Like many such meetings before it, the meeting in Manila was presented to the press using certain watchwords: “interoperability,” a “rules-based order” and “freedom of navigation.” They are drawn from the phrasebook of US imperialism. Interoperability means integrated war preparations and the basing of troops; rules-based order and freedom of navigation mean an Asia-Pacific maritime region subordinate to the dictates of Washington.

Washington already bases its troops in the Philippines under the auspices of the Enhanced Defense Cooperation Agreement (EDCA). EDCA is an unconstitutional executive agreement concluded in 2014 between the defence departments of Manila and Washington. It was rubber stamped by a Supreme Court that had been disciplined by the executive branch with impeachment and corruption charges. EDCA circumvented the Philippine constitutional prohibition on the basing of foreign troops in the country except by treaty ratified by the Senate.

EDCA provides the legal architecture for the implementation of a Reciprocal Access Agreement (RAA) between Tokyo and Manila for the basing of Japanese forces in the country. The RAA was signed in July and is undergoing review in the Philippine Senate. Not only does the deal violate the Philippine constitution, it is at the same time a flagrant breach of the so-called “pacifist clause,” article nine of the post-war Japanese constitution, that bans the country from maintaining a military or waging war overseas.

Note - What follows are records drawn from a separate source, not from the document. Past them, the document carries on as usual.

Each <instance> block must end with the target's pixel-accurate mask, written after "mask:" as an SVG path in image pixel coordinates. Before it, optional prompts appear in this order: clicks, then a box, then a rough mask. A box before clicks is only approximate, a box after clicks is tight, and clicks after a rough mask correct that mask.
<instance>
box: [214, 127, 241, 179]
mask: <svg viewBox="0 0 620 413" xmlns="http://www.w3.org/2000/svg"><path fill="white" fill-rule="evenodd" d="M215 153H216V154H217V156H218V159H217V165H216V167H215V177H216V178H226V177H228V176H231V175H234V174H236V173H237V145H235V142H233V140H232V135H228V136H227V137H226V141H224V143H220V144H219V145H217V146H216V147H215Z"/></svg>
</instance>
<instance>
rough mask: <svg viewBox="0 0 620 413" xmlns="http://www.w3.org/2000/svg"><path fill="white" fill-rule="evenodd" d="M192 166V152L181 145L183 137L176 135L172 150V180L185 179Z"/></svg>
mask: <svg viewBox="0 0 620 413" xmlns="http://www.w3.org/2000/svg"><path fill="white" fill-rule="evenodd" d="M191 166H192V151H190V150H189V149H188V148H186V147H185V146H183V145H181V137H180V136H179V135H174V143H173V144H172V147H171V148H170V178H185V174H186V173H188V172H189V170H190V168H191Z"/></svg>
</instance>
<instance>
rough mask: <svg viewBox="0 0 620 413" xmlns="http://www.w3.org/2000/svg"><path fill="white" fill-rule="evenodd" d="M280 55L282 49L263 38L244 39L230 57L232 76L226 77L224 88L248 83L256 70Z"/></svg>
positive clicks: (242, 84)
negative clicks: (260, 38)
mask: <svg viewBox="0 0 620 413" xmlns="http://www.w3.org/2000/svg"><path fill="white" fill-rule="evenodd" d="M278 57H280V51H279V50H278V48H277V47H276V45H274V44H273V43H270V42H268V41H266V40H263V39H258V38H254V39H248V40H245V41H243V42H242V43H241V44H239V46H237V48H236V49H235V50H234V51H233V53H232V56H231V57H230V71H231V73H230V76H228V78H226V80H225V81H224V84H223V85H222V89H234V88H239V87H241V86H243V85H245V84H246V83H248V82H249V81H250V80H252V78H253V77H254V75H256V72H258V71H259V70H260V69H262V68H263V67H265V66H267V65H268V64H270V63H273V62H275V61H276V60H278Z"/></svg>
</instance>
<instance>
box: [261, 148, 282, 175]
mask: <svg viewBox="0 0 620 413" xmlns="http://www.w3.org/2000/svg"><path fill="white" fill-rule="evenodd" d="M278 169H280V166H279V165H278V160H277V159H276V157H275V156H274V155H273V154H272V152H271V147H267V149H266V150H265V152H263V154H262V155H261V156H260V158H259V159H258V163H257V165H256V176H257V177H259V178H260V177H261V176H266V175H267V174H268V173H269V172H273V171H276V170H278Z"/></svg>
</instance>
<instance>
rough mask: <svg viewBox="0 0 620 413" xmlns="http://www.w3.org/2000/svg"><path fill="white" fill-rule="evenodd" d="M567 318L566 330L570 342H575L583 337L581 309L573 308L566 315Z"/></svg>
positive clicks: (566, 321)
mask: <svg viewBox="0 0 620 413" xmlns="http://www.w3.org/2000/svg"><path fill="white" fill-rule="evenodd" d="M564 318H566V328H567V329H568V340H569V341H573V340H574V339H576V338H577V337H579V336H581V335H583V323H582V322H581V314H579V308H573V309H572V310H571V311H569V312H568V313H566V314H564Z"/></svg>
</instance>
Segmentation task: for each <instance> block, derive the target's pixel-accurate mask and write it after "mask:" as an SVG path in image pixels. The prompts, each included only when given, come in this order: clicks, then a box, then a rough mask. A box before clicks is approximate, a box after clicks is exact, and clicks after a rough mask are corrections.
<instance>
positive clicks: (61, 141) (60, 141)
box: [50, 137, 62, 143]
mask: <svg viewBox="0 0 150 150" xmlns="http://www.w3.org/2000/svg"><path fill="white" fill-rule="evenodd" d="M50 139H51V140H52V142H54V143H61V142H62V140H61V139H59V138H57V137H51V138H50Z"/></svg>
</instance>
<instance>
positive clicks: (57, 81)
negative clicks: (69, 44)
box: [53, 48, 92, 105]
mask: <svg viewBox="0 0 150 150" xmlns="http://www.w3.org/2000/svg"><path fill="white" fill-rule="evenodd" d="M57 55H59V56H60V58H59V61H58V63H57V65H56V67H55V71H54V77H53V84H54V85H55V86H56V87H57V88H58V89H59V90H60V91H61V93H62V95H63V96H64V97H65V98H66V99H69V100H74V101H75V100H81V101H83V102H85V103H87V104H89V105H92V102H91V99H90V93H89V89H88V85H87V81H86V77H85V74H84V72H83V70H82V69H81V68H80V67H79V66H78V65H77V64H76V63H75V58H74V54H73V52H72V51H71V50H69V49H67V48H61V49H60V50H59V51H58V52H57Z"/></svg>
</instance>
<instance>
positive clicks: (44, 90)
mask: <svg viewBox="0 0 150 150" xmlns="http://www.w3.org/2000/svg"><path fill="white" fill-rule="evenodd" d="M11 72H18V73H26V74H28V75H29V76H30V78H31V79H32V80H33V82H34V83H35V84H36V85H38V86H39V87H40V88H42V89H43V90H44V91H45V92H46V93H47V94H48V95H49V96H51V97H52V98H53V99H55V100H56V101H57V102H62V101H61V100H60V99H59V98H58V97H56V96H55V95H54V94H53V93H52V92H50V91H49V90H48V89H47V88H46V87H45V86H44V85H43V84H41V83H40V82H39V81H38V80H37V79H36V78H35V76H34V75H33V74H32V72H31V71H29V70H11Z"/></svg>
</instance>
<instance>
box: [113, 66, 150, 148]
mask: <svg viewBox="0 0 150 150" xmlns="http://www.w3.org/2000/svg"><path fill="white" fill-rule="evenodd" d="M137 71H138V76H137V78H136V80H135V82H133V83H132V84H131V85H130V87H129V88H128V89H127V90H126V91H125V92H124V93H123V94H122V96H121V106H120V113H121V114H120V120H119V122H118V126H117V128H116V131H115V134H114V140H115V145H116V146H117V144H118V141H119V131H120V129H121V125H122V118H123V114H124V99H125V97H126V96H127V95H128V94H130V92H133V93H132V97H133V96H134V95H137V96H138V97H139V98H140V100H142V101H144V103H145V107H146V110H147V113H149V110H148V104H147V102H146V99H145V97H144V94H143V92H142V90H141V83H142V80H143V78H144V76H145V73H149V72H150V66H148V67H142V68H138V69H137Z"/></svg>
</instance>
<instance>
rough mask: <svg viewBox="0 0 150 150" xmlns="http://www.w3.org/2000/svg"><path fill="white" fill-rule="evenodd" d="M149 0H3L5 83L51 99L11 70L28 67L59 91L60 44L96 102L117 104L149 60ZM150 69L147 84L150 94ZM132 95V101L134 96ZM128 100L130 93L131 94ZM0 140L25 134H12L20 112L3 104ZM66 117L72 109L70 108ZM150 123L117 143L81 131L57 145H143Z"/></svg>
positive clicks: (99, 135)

Philippine Senate President Francis Escudero pledged that the RAA deal would be ratified by the end of 2024, or at the latest in time for the 2025 Balikatan war games, the massive joint military operations staged each year by Washington in the Philippines. Imee Marcos, head of the Senate Foreign Relations Committee and sister of President Ferdinand Marcos Jr., said that the committee was still trying to “iron out issues about jurisdiction and privileges to be extended to the Japanese visiting forces as well as civilian components.”

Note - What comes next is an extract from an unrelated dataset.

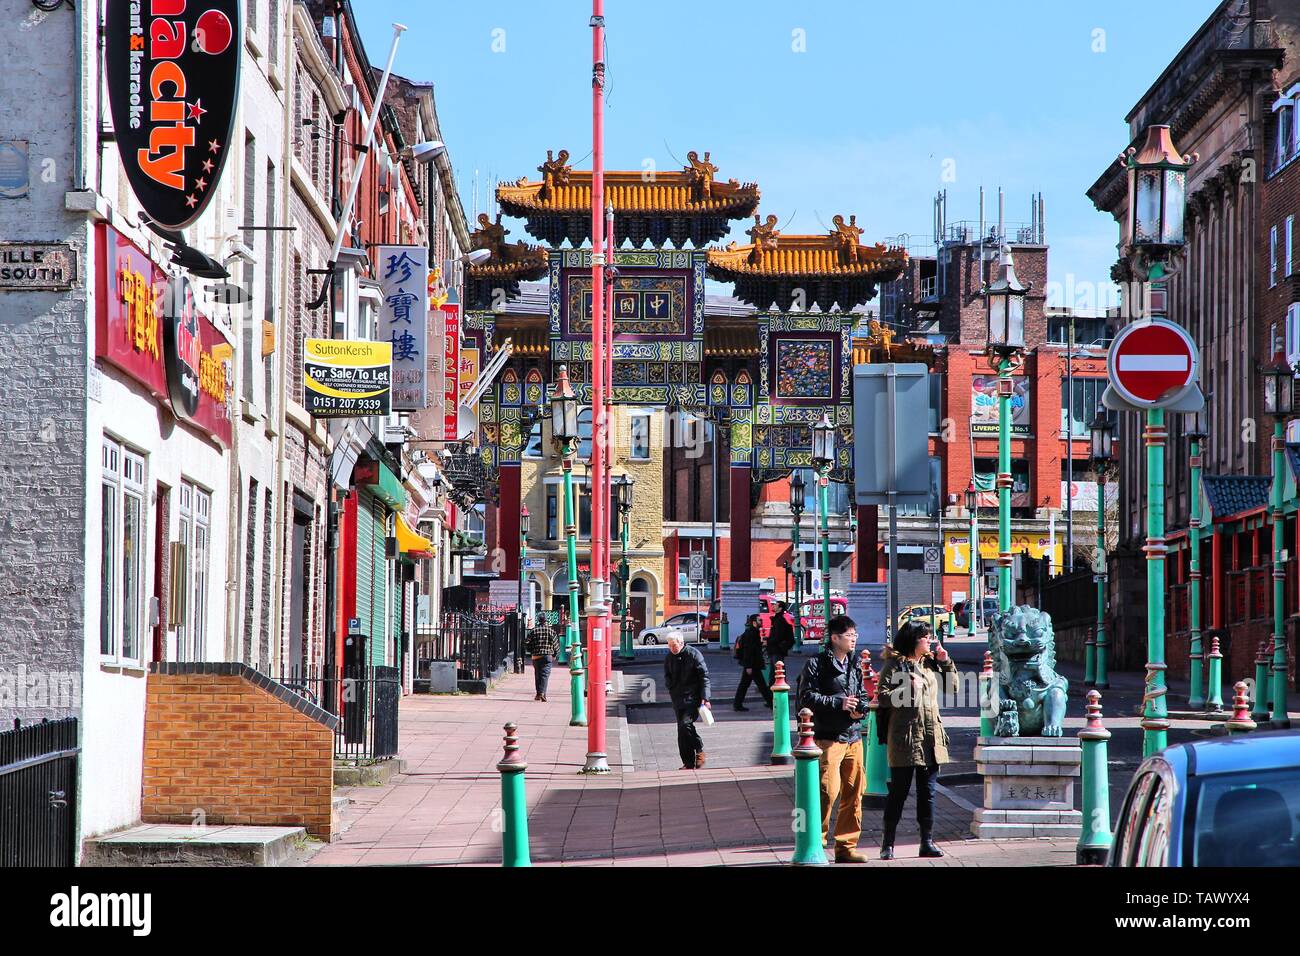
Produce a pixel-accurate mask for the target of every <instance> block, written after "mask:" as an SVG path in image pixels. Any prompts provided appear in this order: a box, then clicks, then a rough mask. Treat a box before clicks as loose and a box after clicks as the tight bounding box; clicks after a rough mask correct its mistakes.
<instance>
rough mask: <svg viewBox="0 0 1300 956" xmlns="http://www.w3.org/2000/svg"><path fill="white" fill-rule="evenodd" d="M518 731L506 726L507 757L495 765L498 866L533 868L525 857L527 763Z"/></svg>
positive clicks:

The deal, if it is approved as drafted, fully integrates Japan into the US EDCA apparatus of basing and war triggers. The possibility of armed conflict between the Philippines and China is very real, and the ties crafted with Washington and Tokyo mean that such a conflict could rapidly turn into a far wider war.

On Wednesday, yet another confrontation between Chinese and Philippine vessels erupted in the South China Sea, this time around the Scarborough Shoal. A Chinese Coast Guard vessel and a Philippine Bureau of Fisheries and Aquatic Resources vessel confronted each other on patrol. The Philippine media reported that the Chinese vessel “rammed” the Philippine ship and “attacked” it with water cannons. The reports featured images taken by surveillance drones conveniently deployed to capture the confrontation and supplied by the Philippine Coast Guard to the media. Within hours, the US Ambassador to the Philippines, MaryKay Carlson, had issued a statement denouncing China for its “unlawful” and “dangerous” activity.

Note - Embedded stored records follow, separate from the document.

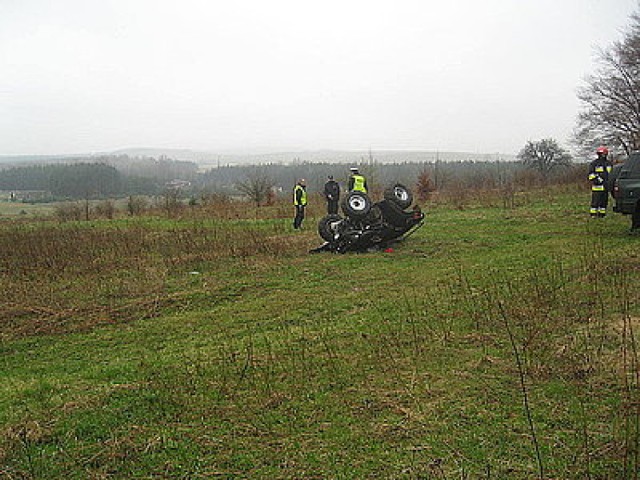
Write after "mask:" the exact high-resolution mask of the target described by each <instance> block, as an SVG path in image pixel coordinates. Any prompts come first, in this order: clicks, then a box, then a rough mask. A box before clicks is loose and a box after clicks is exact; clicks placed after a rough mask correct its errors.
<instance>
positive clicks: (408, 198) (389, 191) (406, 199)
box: [384, 183, 413, 210]
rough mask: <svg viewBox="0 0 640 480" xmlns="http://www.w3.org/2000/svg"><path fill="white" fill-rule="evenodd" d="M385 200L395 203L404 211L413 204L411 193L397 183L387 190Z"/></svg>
mask: <svg viewBox="0 0 640 480" xmlns="http://www.w3.org/2000/svg"><path fill="white" fill-rule="evenodd" d="M384 199H385V200H388V201H389V202H393V203H395V204H396V205H398V206H399V207H400V208H402V209H403V210H404V209H405V208H409V207H410V206H411V204H412V203H413V195H412V194H411V191H410V190H409V189H408V188H407V187H405V186H404V185H402V184H401V183H396V184H395V185H392V186H390V187H388V188H387V189H385V191H384Z"/></svg>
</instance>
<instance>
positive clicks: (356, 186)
mask: <svg viewBox="0 0 640 480" xmlns="http://www.w3.org/2000/svg"><path fill="white" fill-rule="evenodd" d="M349 170H351V177H349V191H350V192H354V191H355V192H362V193H367V179H366V178H364V177H363V176H362V175H360V172H359V171H358V167H351V168H350V169H349Z"/></svg>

In the Philippines, the media presents the return of the troops of the two former colonial powers—the United States and Japan—in the language of nationalism, as if these things were somehow about the “West Philippine Sea,” Philippine national sovereignty and the rights of poor Filipino fishermen. These are but the pretexts. Washington’s eyes are fixed above all on Taiwan and a war with China that is increasingly imminent.

The Japanese occupation of the Philippines remains yet a living memory in the country. The oldest still remember a childhood under the Greater East Asia Co-Prosperity Sphere. Japanese troops raped comfort women, conducted forced death marches, organised concentration camps, starved Manila, policed and brutalised the population and staged mass executions. Fifty years earlier, a memory nearly eradicated by US propaganda, Washington conquered the Philippines in a colonial war that led to the death of over 200,000 Filipinos, conducted torture, turned villages into concentration camps, executed prisoners, and all in the name of “democracy.”

China has engaged in no war of conquest against the Philippines, has never taken an inch of its soil. Yet it is in preparation for war with China that US imperialism and Japanese militarism return to the scenes of their crimes.